A former NHS chief has said efforts should be made to cherish and celebrate older people rather than legalise assisted suicide, after a 75-year-old ended her life at a clinic in Switzerland despite having no terminal illness.
Writing in the Daily Mail, Sir Muir Gray said there is “absolutely no reason why the years after 70 should represent a valley of gloom”.
“In fact, this particular milestone should have no real significance. It is just a number, not a medical condition or a diagnosis.”
Shelf life
Retired nurse Gill Pharaoh hit the headlines this week after she travelled to Switzerland to commit suicide, claiming that an “ideal shelf life for many people is about 70 years”.
But Sir Muir commented: “The very idea that humans have a ‘shelf life’, after which they are ‘past it’ and nothing more than an inconvenience to society, is a profoundly depressing one.”
He added: “It must never become accepted wisdom that old age is going to be a miserable experience.

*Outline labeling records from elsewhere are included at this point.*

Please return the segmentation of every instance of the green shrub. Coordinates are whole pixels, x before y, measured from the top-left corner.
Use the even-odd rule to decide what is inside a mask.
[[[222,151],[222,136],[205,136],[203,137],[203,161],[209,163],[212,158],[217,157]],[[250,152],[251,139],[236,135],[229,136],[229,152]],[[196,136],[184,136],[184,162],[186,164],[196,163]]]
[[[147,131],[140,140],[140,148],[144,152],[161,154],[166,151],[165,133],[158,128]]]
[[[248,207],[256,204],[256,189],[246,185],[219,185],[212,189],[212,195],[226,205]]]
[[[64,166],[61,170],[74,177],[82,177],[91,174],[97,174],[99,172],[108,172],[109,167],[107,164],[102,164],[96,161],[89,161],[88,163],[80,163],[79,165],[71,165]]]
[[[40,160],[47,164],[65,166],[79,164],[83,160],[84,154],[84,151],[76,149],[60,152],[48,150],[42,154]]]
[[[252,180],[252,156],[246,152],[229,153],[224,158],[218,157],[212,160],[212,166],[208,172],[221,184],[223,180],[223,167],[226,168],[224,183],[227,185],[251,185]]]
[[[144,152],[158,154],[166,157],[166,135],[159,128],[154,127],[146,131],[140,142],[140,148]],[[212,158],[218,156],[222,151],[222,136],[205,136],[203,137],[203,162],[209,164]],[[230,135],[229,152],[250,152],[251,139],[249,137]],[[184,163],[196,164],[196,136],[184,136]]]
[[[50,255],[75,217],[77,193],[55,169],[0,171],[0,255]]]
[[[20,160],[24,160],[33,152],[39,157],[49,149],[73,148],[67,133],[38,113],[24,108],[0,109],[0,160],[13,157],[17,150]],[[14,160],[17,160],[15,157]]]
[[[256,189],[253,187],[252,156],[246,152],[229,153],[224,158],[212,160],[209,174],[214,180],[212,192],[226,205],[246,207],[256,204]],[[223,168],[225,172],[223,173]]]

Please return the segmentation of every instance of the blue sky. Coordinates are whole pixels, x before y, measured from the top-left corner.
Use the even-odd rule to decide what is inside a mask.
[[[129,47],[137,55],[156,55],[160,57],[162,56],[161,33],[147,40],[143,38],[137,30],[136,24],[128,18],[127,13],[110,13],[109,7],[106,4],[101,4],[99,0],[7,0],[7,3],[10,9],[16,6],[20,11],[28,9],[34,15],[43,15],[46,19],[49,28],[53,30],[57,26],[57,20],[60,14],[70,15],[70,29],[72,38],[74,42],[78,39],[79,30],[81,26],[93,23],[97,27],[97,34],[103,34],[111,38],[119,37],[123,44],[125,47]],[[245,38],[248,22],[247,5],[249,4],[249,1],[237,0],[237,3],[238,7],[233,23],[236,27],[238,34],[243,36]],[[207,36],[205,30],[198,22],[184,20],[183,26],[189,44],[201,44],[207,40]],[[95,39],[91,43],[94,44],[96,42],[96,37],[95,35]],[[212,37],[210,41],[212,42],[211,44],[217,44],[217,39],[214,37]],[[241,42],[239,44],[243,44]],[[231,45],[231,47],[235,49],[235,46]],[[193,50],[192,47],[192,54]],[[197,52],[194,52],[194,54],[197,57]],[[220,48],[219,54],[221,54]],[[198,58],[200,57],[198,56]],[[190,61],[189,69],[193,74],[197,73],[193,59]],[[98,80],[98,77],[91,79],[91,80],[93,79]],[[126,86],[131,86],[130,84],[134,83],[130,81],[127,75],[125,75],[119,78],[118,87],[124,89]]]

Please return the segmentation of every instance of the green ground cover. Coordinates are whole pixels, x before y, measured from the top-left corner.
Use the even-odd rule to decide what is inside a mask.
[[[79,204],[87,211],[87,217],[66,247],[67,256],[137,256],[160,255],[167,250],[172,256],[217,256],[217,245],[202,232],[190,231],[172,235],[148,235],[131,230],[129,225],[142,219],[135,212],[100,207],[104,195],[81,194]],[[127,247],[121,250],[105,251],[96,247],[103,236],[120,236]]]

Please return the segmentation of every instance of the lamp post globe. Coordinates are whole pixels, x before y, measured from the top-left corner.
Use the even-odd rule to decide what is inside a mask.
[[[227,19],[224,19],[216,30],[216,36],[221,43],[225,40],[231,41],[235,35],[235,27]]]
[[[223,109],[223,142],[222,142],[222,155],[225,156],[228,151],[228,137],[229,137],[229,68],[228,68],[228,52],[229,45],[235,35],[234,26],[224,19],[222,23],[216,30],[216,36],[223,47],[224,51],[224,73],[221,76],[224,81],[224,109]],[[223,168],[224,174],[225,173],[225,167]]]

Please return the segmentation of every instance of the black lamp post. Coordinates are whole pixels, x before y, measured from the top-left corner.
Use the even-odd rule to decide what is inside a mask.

Otherwise we will end up with more pressure for a change in the law”.
Much to give
He also suggested that such a mindset could lead to “the advent of ‘suicide courts’ to decide whether desperately sick patients should be allowed to end their lives”.
Life has so much more to offer even in the midst of difficulties than those who are advocating assisted suicide would have us believe.
Colin Harte
“We must fight tooth and nail to change the system, to improve life for older people, and to convince people to enter their later years in good heart.
“The most appropriate response to the suicide in Switzerland of Gill Pharaoh is not to loosen the law on assisted suicide, but to cherish older generations, to celebrate the years when, for all the aches and pains that go with them, we should recognise that we still have so much to give — and so much to enjoy.”
Life has value
On BBC Radio 4’s Today programme, Pharaoh’s partner John Southall explained that she had been planning her suicide for many years.
But the show also heard from Colin Harte, whose severely disabled friend Alison Davis changed her mind after previously deciding she wanted help to kill herself.
Asked by presenter John Humphrys why Alison chose to live, Harte explained: “Friends had encouraged her to have an understanding that her life had a value.”
Humanity lost
He said she had a will to live “because she wanted to do something for others”, and recognised that “people can do things with their lives even with difficulties”.
Harte said that there was much “humanity” during the last few weeks of Alison’s life, something that he feels is “being lost” in the assisted suicide debate.
He added: “Life has so much more to offer, even in the midst of difficulties, than those who are advocating assisted suicide would have us believe.”
“She was eternally grateful to those who had encouraged her to live.”